Once Turner decides on a subject for a book, she reads dozens of books and articles as background material. “For the Schaller book,” Turner says, “there were 16 books written by other people and I read all of them.” As a nonfiction author, Turner is also responsible for providing photographs for her books. For The Frog Scientist, she hired Andy Comins, a professional photographer.
Turner interviewed scientists at the Tagging of Pacific Predators program (TOPP) to writeProwling the Seas: Exploring the Hidden World of Ocean Predators. The TOPP program tags and follows specific marine predators and records in-depth information on their habits. In the book, Turner follows one great white shark, one bluefin tuna, a pair of Sooty Shearwater seabirds, and one leatherback sea turtle. Turner relied on a variety of scientists and professional photographers for photographs, and requested responsibility for the graphics. “Normally I would never want to do the graphics,” she says, “but I felt they were really important because I wanted the tracks of the individual animals. I felt strongly about how they should look.” Turner hired the TOPP webmaster who not only had graphics experience, but had experience working with the predators’ tracking data. “The photos and graphics ate up my entire advance!” she says.

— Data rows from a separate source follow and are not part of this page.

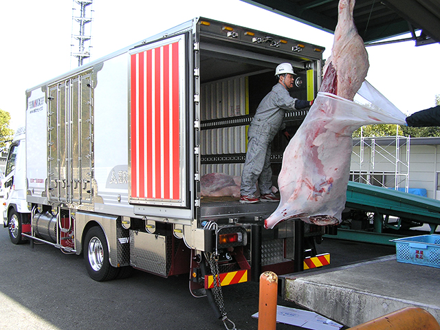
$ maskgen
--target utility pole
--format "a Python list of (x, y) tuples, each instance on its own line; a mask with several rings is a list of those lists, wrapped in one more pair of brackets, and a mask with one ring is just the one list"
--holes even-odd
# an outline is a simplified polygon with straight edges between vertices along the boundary
[[(71, 52), (70, 54), (73, 57), (76, 57), (78, 58), (78, 66), (80, 67), (82, 65), (83, 60), (85, 58), (88, 58), (90, 57), (90, 48), (91, 46), (89, 44), (88, 49), (86, 50), (86, 42), (89, 42), (91, 38), (91, 12), (93, 10), (91, 10), (91, 4), (93, 3), (93, 0), (74, 0), (74, 6), (72, 8), (72, 45), (71, 46)], [(78, 6), (76, 6), (78, 5)], [(90, 9), (89, 15), (87, 15), (86, 13), (87, 9)], [(76, 15), (75, 14), (78, 13), (78, 12), (75, 12), (76, 10), (79, 10), (80, 15)], [(74, 25), (75, 22), (76, 22), (79, 25), (79, 33), (78, 34), (74, 34)], [(89, 28), (88, 34), (86, 34), (86, 25)], [(78, 52), (75, 52), (72, 50), (72, 47), (75, 47), (74, 45), (74, 40), (78, 41)]]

When Turner is not traveling the world researching her newest book, she writes from her home in Oakland. “Most of my books are directed towards the [twelve year old] kid I remember being,” she says. “I always loved the animal characters in my favorite books—something I had as a child that I never grew out of.” She says the biggest misconception about writing for children is “it’s easy because it’s shorter. Using a limited vocabulary to explain complex scientific concepts means I’m automatically handicapping myself.”